Robustness Experiments (HunyuanVideo I2V, 512-bit/512×16-bit)

Method Spatial (None/Gaussian/Comp/Blur) Temporal (None/Loss/Interp/Crop)
VideoMark 0.85/0.64/0.63/0.64 0.71/0.52/0.51/0.51
VideoShield 1.00/1.00/0.99/1.00 0.99/0.89/0.84/0.83
SIGMark 0.98/0.89/0.84/0.95 0.91/0.81/0.87/0.85

Ablation Study

Configuration Bit Acc Description
Single PRC (Non-blind) 0.707 Degrades to VideoMark strategy without GF-PRC
GF-PRC (Ours) 0.905 Complete embedding scheme
w/o SGO 0.534 Significant drop under temporal perturbation without SGO
w/o OF-seg 0.762 Without optical flow segmentation
w/o SW-det 0.823 Without sliding window detection
SGO (Ours) 0.869 Complete extraction scheme

Key Findings

  • SIGMark's extraction time is constant, while VideoShield grows linearly with the number of videos (unfeasible for millions of videos).
  • GF-PRC not only enables blind extraction but also improves bit accuracy through inter-frame redundancy error correction.
  • Both sub-modules of SGO (OF-seg and SW-det) are indispensable.
  • Post-processing watermarks (DCT) show significantly lower V-scores, validating the quality preservation of in-generation methods.

Highlights & Insights

  • Paradigm Shift in Blind Extraction: The first to achieve true blind extraction in video diffusion watermarking, reducing extraction complexity from \(O(N)\) to \(O(1)\), which is vital for large-scale video platforms.
  • Exquisite Application of PRC: Uses the pseudo-random properties of PRC to maintain noise diversity under global keys, a feat traditional stream ciphers cannot achieve.
  • Dedicated Design for Causal 3D VAE: The SGO module is a specialized design for modern video diffusion models, showing a deep understanding of the architecture's temporal characteristics.

Limitations & Future Work

  • Bit accuracy has not reached 100%, which relates to the error-correction capability of PRC and diffusion inversion precision.
  • Evaluation was limited to HunyuanVideo and Wan-2.2; generalizability to other models requires further verification.
  • Robustness under high compression rates (e.g., extremely low bitrate video compression) remains to be explored.
  • Future work could integrate multi-frame voting strategies to further enhance temporal robustness.
  • vs.

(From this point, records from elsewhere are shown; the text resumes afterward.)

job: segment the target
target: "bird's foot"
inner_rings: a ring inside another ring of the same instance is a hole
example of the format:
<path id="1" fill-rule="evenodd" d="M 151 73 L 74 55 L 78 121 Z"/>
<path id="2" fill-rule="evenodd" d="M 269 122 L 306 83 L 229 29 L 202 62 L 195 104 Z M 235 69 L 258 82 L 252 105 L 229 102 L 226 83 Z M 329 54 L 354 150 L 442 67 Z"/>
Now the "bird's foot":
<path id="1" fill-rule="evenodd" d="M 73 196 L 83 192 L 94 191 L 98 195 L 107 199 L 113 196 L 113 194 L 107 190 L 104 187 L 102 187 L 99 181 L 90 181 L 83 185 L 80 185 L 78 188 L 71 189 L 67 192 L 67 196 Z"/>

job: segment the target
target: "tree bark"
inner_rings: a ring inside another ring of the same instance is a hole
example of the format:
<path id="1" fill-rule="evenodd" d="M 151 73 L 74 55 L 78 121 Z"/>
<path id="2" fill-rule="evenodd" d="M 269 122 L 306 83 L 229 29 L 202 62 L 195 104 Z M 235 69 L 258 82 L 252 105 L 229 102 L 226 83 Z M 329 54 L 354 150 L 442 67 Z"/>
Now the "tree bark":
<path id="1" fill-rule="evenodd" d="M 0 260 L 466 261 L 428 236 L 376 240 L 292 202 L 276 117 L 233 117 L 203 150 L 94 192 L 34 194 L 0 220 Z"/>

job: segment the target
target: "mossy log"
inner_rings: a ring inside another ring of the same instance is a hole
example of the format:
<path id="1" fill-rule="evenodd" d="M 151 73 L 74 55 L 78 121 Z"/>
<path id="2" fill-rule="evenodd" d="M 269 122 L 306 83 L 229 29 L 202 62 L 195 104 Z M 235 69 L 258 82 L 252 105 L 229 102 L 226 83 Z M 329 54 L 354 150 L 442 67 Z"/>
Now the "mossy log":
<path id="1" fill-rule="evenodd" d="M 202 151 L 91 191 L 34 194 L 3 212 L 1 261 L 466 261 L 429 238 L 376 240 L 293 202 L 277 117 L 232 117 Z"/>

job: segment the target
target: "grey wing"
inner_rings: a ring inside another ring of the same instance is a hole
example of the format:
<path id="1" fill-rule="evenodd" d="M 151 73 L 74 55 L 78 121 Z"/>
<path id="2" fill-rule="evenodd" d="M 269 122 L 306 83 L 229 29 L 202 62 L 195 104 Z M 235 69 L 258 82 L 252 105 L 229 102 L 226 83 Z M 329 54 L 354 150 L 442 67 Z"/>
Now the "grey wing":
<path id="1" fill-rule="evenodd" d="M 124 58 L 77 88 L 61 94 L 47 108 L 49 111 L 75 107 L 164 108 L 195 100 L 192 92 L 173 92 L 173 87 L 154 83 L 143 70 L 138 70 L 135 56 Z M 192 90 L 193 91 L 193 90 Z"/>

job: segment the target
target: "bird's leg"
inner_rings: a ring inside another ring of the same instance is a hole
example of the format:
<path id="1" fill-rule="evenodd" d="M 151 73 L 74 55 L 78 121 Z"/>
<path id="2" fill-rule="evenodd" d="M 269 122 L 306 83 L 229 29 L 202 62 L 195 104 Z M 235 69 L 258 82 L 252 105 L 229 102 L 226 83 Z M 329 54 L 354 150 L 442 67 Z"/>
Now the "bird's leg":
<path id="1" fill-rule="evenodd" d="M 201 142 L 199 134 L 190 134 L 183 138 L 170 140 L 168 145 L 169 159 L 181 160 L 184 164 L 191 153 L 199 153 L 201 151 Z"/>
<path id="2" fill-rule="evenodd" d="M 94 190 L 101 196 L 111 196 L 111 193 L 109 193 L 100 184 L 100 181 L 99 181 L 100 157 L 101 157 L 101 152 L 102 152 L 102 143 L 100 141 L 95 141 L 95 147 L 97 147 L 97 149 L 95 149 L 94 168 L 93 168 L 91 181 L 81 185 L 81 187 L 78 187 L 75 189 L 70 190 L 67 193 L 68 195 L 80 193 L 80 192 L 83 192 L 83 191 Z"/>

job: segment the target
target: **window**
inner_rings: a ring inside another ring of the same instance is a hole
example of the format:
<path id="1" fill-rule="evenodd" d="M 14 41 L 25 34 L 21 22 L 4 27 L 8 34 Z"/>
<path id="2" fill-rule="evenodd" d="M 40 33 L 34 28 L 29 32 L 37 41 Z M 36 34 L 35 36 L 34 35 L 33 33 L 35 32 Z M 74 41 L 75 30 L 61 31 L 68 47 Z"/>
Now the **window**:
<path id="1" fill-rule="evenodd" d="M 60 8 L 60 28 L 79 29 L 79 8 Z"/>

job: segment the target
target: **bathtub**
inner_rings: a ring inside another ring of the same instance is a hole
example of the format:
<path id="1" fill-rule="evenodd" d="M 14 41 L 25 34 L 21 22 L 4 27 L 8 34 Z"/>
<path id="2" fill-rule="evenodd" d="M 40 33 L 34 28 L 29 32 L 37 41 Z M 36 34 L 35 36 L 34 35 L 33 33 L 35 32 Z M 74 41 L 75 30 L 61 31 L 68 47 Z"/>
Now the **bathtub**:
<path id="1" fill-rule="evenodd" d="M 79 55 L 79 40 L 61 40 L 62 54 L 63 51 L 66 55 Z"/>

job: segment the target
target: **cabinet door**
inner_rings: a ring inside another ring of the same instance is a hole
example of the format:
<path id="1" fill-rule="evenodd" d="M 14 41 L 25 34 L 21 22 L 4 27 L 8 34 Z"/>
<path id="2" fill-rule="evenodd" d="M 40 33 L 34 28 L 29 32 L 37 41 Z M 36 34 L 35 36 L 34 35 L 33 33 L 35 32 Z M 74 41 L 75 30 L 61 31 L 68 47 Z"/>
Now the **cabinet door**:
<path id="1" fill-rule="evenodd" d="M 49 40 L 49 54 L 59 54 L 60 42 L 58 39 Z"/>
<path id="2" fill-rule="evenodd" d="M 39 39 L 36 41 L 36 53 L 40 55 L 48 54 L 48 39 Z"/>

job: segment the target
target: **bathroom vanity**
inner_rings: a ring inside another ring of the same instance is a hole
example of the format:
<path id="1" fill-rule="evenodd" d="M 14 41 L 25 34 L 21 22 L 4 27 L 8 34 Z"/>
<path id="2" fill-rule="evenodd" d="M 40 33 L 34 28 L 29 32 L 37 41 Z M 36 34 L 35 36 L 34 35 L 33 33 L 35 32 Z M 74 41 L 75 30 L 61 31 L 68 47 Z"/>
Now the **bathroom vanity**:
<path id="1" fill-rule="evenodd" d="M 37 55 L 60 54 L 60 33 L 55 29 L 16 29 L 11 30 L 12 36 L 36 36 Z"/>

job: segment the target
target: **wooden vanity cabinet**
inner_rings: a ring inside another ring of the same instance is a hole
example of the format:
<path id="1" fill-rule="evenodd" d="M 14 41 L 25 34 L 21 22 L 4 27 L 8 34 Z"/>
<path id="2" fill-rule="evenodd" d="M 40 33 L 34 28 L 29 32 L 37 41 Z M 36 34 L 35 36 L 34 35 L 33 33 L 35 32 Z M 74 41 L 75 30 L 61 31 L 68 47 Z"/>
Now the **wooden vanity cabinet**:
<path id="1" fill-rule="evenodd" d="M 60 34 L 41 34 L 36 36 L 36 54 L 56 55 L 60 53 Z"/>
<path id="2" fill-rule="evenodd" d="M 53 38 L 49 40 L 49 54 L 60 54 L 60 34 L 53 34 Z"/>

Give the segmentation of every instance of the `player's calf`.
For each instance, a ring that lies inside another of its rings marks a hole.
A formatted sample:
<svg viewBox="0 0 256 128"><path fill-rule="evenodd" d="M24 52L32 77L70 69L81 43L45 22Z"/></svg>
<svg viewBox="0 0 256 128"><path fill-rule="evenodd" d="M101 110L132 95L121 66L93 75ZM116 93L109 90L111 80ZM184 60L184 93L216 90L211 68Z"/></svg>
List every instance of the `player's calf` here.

VideoShield/VideoMark: These non-blind methods require exhaustive matching; SIGMark achieves constant overhead via global PRC.
  • vs. Gaussian Shading: An image watermarking method; SIGMark extends this to video and solves challenges unique to Causal 3D VAE.
  • vs. DCT/DT-CWT: Post-processing methods inevitably degrade quality, while SIGMark maintains generation quality.

Rating

  • Novelty: ⭐⭐⭐⭐ First blind extraction for video diffusion; ingenious GF-PRC and SGO.
  • Experimental Thoroughness: ⭐⭐⭐⭐ Two mainstream models, multiple perturbations, ablation studies, and scalability analysis.
  • Writing Quality: ⭐⭐⭐⭐ Clear problem definition and logically rigorous method description.
  • Value: ⭐⭐⭐⭐⭐ High practical value for AI video security.